Anayasa’da yer alan protesto hakkını kullanan öğrencilerin tutuklanmasına reaksiyon maksatlı 8 Nisan’da Kadıköy Gençlik Dayanışma Sahnesi’nde düzenlenen şovlarda 23 yaşındaki üniversite öğrencisi Esila Ayık, Eroğan aleyhine bir pankart taşıdığı gerekçesiyle tutuklandı.
Ayık’ın babası Kemal Ayık, kızının kelam konusu pankartı hatıra fotoğrafı çektirmek için eline aldığını belirtmişti.
9 Nisan’dan bu yana Silivri Cezaevi’nde tutulan Ayık’ın kronik kalp ve böbrek hastası olduğu ortaya çıkmıştı. Belçika’da fotoğrafçılık okuyan gencin avukatı Göksun Canber Uluğ, doktor tarafından verilen “cezaevinde kalmaya elverişli” değildir raporu ile tahliye talebinde bulundu.

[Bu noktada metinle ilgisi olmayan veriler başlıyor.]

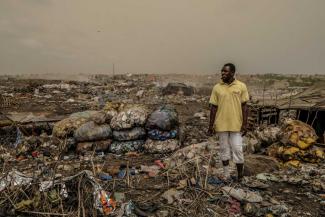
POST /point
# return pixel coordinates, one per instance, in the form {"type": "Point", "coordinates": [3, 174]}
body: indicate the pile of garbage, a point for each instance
{"type": "Point", "coordinates": [129, 133]}
{"type": "Point", "coordinates": [119, 128]}
{"type": "Point", "coordinates": [297, 144]}
{"type": "Point", "coordinates": [162, 126]}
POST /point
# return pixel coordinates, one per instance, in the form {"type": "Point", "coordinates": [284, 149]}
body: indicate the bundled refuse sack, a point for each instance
{"type": "Point", "coordinates": [132, 134]}
{"type": "Point", "coordinates": [91, 131]}
{"type": "Point", "coordinates": [97, 146]}
{"type": "Point", "coordinates": [67, 127]}
{"type": "Point", "coordinates": [156, 146]}
{"type": "Point", "coordinates": [130, 117]}
{"type": "Point", "coordinates": [129, 133]}
{"type": "Point", "coordinates": [162, 126]}
{"type": "Point", "coordinates": [165, 118]}
{"type": "Point", "coordinates": [297, 144]}
{"type": "Point", "coordinates": [121, 147]}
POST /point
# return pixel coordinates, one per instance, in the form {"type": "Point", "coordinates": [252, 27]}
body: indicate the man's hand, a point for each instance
{"type": "Point", "coordinates": [243, 129]}
{"type": "Point", "coordinates": [210, 131]}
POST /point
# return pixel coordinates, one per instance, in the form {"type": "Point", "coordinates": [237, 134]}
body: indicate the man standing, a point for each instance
{"type": "Point", "coordinates": [228, 118]}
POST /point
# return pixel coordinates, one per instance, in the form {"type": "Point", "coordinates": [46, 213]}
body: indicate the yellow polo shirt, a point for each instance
{"type": "Point", "coordinates": [228, 98]}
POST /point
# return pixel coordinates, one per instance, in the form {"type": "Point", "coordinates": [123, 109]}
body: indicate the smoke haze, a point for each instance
{"type": "Point", "coordinates": [161, 36]}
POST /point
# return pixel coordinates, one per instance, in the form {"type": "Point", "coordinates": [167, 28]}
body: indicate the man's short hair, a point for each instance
{"type": "Point", "coordinates": [231, 66]}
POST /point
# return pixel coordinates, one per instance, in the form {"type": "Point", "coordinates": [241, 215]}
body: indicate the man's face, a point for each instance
{"type": "Point", "coordinates": [226, 74]}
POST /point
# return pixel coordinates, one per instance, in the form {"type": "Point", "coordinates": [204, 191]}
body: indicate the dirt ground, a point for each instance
{"type": "Point", "coordinates": [25, 98]}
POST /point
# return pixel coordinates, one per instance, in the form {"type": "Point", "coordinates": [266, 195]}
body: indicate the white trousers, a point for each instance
{"type": "Point", "coordinates": [231, 143]}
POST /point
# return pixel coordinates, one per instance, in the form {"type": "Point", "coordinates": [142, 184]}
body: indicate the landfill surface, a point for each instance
{"type": "Point", "coordinates": [137, 145]}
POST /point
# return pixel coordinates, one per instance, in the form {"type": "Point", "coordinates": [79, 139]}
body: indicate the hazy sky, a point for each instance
{"type": "Point", "coordinates": [161, 36]}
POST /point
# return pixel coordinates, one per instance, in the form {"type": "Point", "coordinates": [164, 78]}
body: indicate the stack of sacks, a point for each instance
{"type": "Point", "coordinates": [297, 144]}
{"type": "Point", "coordinates": [129, 133]}
{"type": "Point", "coordinates": [87, 129]}
{"type": "Point", "coordinates": [162, 126]}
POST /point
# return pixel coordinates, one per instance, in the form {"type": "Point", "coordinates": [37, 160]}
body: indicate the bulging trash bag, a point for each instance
{"type": "Point", "coordinates": [67, 126]}
{"type": "Point", "coordinates": [164, 118]}
{"type": "Point", "coordinates": [96, 145]}
{"type": "Point", "coordinates": [156, 134]}
{"type": "Point", "coordinates": [299, 134]}
{"type": "Point", "coordinates": [156, 146]}
{"type": "Point", "coordinates": [132, 116]}
{"type": "Point", "coordinates": [118, 147]}
{"type": "Point", "coordinates": [99, 117]}
{"type": "Point", "coordinates": [90, 131]}
{"type": "Point", "coordinates": [132, 134]}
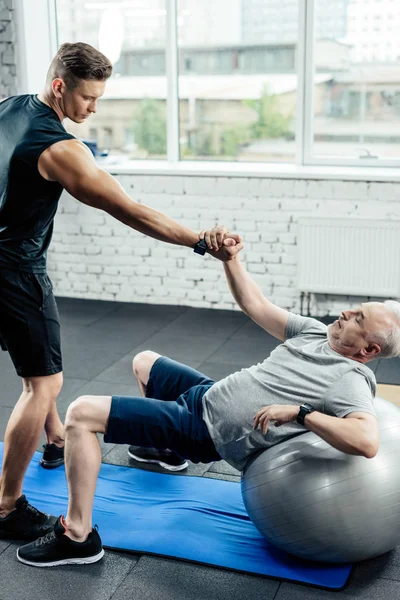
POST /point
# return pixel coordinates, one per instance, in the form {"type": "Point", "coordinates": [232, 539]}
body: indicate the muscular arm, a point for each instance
{"type": "Point", "coordinates": [252, 301]}
{"type": "Point", "coordinates": [72, 164]}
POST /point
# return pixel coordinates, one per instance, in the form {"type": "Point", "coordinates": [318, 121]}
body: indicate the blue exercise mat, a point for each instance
{"type": "Point", "coordinates": [190, 518]}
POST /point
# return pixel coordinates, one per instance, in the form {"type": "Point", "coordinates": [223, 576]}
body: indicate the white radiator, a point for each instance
{"type": "Point", "coordinates": [349, 256]}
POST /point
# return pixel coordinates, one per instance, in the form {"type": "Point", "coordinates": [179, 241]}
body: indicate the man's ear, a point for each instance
{"type": "Point", "coordinates": [58, 86]}
{"type": "Point", "coordinates": [371, 351]}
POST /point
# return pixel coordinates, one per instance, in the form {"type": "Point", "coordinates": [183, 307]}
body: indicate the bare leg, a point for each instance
{"type": "Point", "coordinates": [23, 433]}
{"type": "Point", "coordinates": [86, 416]}
{"type": "Point", "coordinates": [54, 428]}
{"type": "Point", "coordinates": [141, 365]}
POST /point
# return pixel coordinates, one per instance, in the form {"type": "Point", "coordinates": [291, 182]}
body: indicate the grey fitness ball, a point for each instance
{"type": "Point", "coordinates": [320, 504]}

23 Nisan’da cezaevinde kötüleştiği belirtilen Ayık hakkında bulunulan tahliye talebinin reddedildiği açıklandı.

“TAHLİYE ETMEK İÇİN ÖLMESİ Mİ LAZIM”
Konuya dair açıklama yapan Uluğ, Esila’nın tutukluluğunun “kaçma kuşkusunun varlığı” sebebiyle reddedildiğini belirterek şunları söyledi:
“Gerçekten çok üzgün ve sinirliyim. Esila için mahkemeye yaptığımız tutukluluk itirazımız “kaçma kuşkusunun varlığı” sebebiyle reddedildi. Yahu isimli denetim diye bir şey duymadınız mı? Yurtdışı yasağı koyarak tahliye edemez misiniz? Kızı tahliye etmek için ölmesi mi lazım anlamıyorum.
Mahkemeye yüzlerce sayfa sıhhat geçmişi sunduk, Epikriz raporları sunduk. Ceza Genel Konsey Kararı ve Yargıtay Kararları sunduk. Belçika’daki tabibinden “cezaevinde kalmaya elverişli” değildir raporu sunduk. 23 Nisan’da kötüleşip bayıldığı günün analiz sonuçları da mevcut. Buna karşın tekrar tutukluluğun devamına karar verdiler.”